Lithium–sulfur (Li–S)
batteries are excellent rechargeable
battery candidates which are extraordinarily promising as they exhibit
superior specific capacity and well-known energy density; they are
cost-effective and environmentally benign. Nevertheless, a few technical
issues pose a significant challenge on the path to industrial applications,
namely, capacity fade and Coulombic efficiency decay, which are inherent
in the soluble polysulfide shuttle effect during charge/discharge
cycling. Carbon materials which have excellent conductive scaffold
and flexible structure with a variety of morphologies can serve as
a remedy to this issue. Herein, with a well-designed melt-diffusion
procedure, we prepared three carbon-based sulfur-embedded cathodes
with diverse structures [graphene, carbon nanotubes (CNTs), and flake
graphite]. Sulfur loading varies between 60 and 73 wt %. Among these
three carbon/S cathodes, beyond 100 cycles, the graphene/S cathode
showed a discharge capacity of 840 mA h g–1 at 0.2
A g–1 current density and its average Coulombic
efficiency was above 99.4%, demonstrating the best cycle stability
and reversibility.
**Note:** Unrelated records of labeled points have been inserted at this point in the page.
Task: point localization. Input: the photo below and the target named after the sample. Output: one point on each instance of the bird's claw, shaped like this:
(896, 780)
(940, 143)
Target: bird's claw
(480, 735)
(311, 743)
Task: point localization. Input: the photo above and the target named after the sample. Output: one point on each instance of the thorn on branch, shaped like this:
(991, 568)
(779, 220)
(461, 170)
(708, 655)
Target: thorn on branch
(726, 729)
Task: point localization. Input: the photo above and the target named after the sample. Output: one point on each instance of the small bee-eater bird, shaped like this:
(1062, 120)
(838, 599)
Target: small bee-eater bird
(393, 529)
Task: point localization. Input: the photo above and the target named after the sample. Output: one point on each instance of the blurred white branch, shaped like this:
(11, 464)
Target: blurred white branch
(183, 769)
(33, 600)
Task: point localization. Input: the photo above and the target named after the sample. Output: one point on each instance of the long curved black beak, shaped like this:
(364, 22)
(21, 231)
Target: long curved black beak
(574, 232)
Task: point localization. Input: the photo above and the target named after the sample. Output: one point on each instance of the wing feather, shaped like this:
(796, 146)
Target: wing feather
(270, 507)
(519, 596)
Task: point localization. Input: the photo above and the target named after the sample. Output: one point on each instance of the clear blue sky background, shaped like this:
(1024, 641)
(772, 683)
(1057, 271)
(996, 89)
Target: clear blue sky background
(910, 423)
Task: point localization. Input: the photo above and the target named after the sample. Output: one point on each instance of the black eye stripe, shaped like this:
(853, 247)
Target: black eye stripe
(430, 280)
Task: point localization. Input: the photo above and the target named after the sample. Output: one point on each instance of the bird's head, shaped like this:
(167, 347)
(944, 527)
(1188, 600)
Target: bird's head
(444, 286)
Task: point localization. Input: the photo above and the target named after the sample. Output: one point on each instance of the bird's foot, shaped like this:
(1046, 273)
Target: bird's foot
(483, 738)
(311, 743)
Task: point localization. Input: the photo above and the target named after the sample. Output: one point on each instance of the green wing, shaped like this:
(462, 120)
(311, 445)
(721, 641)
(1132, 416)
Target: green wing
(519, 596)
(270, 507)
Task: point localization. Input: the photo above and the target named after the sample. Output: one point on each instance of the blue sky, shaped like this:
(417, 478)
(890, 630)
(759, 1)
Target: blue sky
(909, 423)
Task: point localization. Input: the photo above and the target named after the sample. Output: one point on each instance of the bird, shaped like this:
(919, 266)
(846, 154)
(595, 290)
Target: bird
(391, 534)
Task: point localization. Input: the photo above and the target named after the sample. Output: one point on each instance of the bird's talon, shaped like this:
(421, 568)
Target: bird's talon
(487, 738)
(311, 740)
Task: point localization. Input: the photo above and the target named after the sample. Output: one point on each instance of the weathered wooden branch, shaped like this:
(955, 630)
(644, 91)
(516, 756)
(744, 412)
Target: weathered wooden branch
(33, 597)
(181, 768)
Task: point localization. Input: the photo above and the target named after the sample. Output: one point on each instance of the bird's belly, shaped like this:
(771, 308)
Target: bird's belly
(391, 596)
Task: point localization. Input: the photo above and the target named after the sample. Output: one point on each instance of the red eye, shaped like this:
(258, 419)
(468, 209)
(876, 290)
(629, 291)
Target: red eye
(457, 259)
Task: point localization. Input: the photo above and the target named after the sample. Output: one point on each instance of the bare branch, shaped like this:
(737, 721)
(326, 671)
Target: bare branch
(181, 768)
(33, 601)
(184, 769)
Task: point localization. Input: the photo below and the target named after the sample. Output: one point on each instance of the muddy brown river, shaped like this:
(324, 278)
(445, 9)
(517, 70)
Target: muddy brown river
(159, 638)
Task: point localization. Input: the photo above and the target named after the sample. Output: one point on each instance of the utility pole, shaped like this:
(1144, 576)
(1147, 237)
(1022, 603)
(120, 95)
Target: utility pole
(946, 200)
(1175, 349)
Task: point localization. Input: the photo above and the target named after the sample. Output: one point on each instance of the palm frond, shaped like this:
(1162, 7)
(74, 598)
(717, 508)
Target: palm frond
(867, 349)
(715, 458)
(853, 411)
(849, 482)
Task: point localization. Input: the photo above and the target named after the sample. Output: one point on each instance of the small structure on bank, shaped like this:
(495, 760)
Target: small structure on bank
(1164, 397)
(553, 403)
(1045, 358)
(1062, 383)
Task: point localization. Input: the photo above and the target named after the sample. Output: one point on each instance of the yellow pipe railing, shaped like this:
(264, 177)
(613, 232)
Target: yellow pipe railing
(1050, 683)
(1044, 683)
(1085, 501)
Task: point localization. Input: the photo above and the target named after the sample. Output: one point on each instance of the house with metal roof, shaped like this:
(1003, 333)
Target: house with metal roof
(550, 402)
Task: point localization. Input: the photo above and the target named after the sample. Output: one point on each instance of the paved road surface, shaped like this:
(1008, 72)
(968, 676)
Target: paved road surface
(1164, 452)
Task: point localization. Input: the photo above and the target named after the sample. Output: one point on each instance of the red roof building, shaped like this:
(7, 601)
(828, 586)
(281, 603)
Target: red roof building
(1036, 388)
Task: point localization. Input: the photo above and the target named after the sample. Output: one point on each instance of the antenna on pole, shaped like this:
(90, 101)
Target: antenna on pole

While at a higher current rate, 1 A g–1, CNT/S reaches the best capacity of 518 mA h g–1 among these three cathodes, revealing excellent sulfur utilization
under high rate conditions. The X-ray photo spectroscopy shows evidence
for chemical bonding between graphene/CNTs surfaces and carbonyl,
hydroxyl, and ether groups, resulting in well-confined polysulfides
in the cathode side, which significantly restrain the movement of
soluble polysulfide in the charging process and efficiently decreases
the capacity fading of sulfur. This unique structure is a potential
explanation for the outstanding electrochemical performance.